Infectious Diseases Indian Medical PG Practice Questions and MCQs

Question 171: Which among the following is the commonest complication of meningitis?

A. Deafness
B. Brain abscess
C. Seizure (Correct Answer)
D. Hydrocephalus

Explanation: **Explanation:** Acute bacterial meningitis is a medical emergency in pediatrics, and understanding its complications is high-yield for NEET-PG. **Why Seizure is the Correct Answer:** Seizures are the **most common acute complication** of meningitis, occurring in approximately **20–30%** of patients. They typically occur within the first 48–72 hours of illness. The underlying pathophysiology involves cortical irritation caused by meningeal inflammation, cerebral edema, focal ischemia (due to vasculitis), or metabolic derangements (like hyponatremia due to SIADH). **Analysis of Incorrect Options:** * **Deafness (Sensorineural Hearing Loss):** This is the **most common permanent/long-term neurological sequela** (occurring in ~10% of survivors), particularly with *S. pneumoniae*. However, it is less frequent than acute seizures. * **Brain Abscess:** This is a rare complication of meningitis. It is more commonly associated with specific organisms like *Citrobacter koseri* or *Proteus* in neonates. * **Hydrocephalus:** This is a known complication (usually communicating type due to impaired CSF absorption), but its incidence is lower than that of seizures. **NEET-PG High-Yield Pearls:** * **Most common sequela overall:** Seizures (Acute phase). * **Most common permanent sequela:** Hearing loss (Perform BERA/Audiometry for all survivors before discharge). * **Most common cause of meningitis (overall):** *Streptococcus pneumoniae*. * **Most common cause in neonates:** Group B Streptococcus (GBS), followed by *E. coli*. * **Subdural effusion:** Common in infants (especially with *H. influenzae*); suspect if there is persistent fever or bulging fontanelle despite 48-72 hours of antibiotics.

Question 172: A four-year-old boy presented with a two-month history of abdominal pain and fever, a ten-day history of maculopapular rash, and a three-day history of dry cough, dyspnea, and wheezing. On examination, the liver and spleen were enlarged, measuring 4 cm and 3 cm, respectively, below the costal margins. His hemoglobin was 10.0 g/dL, platelet count was 37x10^9/L, and total leukocyte count was 70x10^9/L, with 80% eosinophils.

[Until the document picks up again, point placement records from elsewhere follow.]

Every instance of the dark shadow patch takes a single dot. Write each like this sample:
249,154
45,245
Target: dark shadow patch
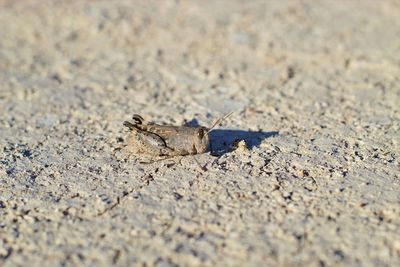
222,141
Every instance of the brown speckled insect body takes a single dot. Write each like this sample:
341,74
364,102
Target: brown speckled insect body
168,141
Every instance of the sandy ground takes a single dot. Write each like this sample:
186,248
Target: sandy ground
314,86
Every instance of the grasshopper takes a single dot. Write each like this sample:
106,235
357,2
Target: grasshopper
166,141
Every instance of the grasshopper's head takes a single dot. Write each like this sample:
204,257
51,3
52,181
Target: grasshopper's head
201,140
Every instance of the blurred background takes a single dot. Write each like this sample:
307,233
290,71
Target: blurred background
324,75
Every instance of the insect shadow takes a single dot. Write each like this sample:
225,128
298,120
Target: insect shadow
222,140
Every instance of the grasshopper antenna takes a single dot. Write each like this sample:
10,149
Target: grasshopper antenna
219,121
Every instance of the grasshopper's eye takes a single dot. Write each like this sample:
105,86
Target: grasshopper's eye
200,133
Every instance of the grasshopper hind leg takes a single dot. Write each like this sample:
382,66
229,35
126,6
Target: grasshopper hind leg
138,119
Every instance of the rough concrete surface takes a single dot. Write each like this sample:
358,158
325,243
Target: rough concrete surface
315,90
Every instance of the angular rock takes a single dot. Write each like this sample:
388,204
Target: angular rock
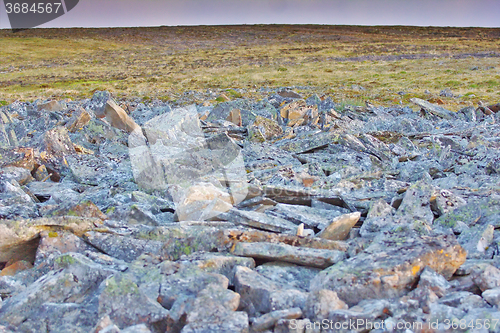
187,281
51,106
78,278
297,255
78,120
18,157
339,228
415,207
476,240
268,320
118,118
293,276
435,282
268,127
258,220
19,238
214,309
321,302
126,305
57,142
123,247
492,296
390,266
223,264
255,291
487,278
434,109
312,217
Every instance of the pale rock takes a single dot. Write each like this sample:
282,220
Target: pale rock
434,109
434,281
389,266
292,254
51,106
268,320
492,296
487,278
118,118
339,228
57,142
321,302
78,120
268,127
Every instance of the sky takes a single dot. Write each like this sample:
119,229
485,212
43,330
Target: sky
132,13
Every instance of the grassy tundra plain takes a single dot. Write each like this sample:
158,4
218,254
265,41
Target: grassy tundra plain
385,65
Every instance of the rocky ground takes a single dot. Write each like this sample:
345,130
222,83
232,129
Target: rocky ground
283,214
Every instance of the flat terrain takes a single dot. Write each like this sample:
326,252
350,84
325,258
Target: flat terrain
385,65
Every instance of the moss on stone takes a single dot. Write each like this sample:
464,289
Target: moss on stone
120,286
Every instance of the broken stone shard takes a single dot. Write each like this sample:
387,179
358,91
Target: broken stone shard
205,177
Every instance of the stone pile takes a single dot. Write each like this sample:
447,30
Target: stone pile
279,215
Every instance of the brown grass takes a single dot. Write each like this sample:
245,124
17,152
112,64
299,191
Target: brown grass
165,61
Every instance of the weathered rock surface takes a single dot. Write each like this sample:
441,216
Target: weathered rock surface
390,266
267,215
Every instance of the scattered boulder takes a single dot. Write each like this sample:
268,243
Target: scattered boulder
249,215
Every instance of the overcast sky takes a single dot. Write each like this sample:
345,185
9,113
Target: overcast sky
130,13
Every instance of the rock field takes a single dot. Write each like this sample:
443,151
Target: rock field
285,214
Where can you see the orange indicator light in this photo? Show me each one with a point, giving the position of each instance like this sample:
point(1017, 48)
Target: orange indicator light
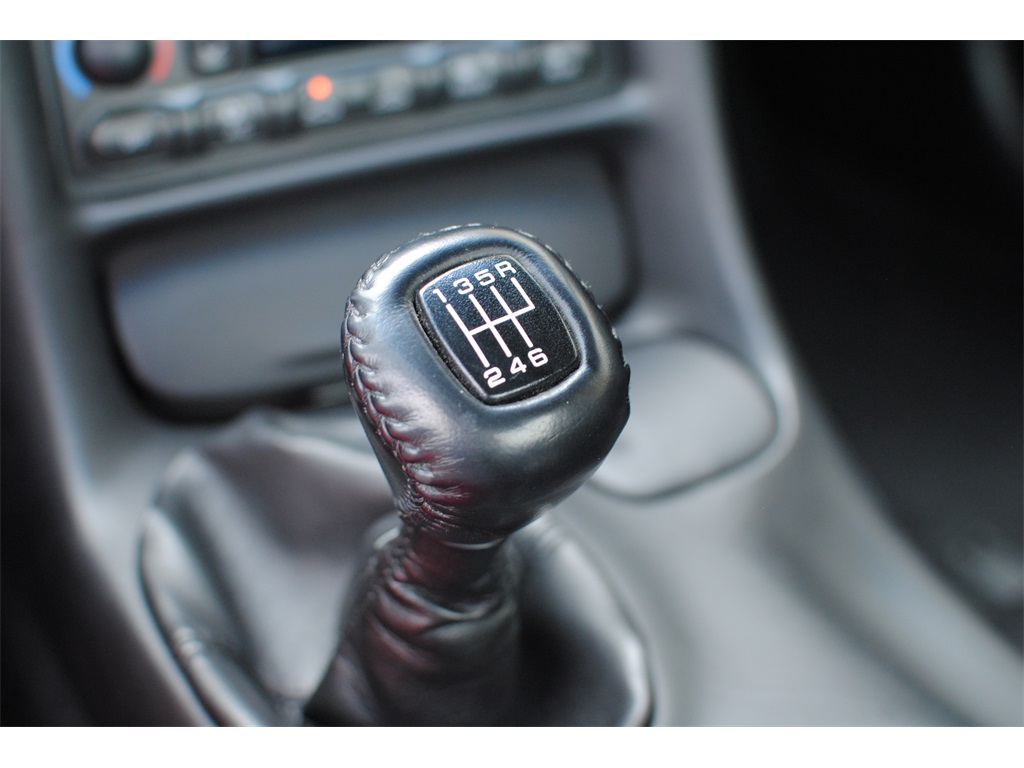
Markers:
point(318, 87)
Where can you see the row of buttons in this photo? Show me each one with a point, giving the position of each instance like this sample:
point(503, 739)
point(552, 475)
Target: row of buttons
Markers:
point(428, 77)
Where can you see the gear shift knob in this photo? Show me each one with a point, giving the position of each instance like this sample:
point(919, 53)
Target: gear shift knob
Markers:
point(491, 386)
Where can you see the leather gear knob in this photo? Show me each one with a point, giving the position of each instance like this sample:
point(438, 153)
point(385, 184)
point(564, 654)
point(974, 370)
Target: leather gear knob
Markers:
point(487, 379)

Bone marrow examination revealed a cellular marrow comprising 45% blasts and 34% eosinophils and eosinophilic precursors. The blasts stained negative for myeloperoxidase and non-specific esterase and were positive for CD19, CD10, CD22, and CD20. Which of the following is the most likely diagnosis?

A. Biphenotypic acute leukemia (lymphoid and eosinophil lineage)
B. Acute eosinophilic leukemia
C. Acute lymphoblastic leukemia with hypereosinophilic syndrome (Correct Answer)
D. Acute myeloid leukemia with eosinophilia

Explanation: **Explanation:** The correct diagnosis is **Acute Lymphoblastic Leukemia (ALL) with Hypereosinophilic Syndrome (HES)**. **1. Why the Correct Answer is Right:** The patient presents with classic features of **B-cell ALL**, confirmed by bone marrow findings of 45% blasts (exceeding the 20% WHO threshold for leukemia) and a specific immunophenotype: **CD19+, CD10+ (CALLA), CD22+, and CD20+**. The negative MPO and NSE stains further confirm a lymphoid rather than myeloid lineage. The massive peripheral eosinophilia (80% of 70x10⁹/L) and organomegaly represent a **paraneoplastic hypereosinophilic syndrome**. In pediatric ALL, this rare association is often linked to a specific translocation, **t(5;14)(q31;q32)**, where the *IL-3* gene is brought under the influence of the *IGH* promoter, leading to constitutive IL-3 production and reactive eosinophilia. **2. Why Other Options are Wrong:** * **Option A & B:** These would require the eosinophils themselves to be part of the malignant clone. In this case, the blasts are purely lymphoid (CD19/10+), and the eosinophilia is a reactive (secondary) phenomenon. * **Option D:** AML (specifically M4eo) is associated with inv(16), but the immunophenotype here (CD19, CD10) and negative MPO/NSE strictly point toward a B-lymphoid lineage, not myeloid. **3. NEET-PG High-Yield Pearls:** * **t(5;14):** The specific cytogenetic hallmark of ALL with hypereosinophilia. * **Clinical Presentation:** Eosinophilia often precedes the appearance of blasts in the peripheral blood, sometimes leading to diagnostic delays. * **Complications:** Patients are at high risk for Loeffler’s endomyocarditis and pulmonary fibrosis due to eosinophil degranulation; thus, urgent treatment is required. * **Immunophenotype:** CD10 (Common ALL Antigen/CALLA) is the most important marker for prognosis in pediatric B-ALL.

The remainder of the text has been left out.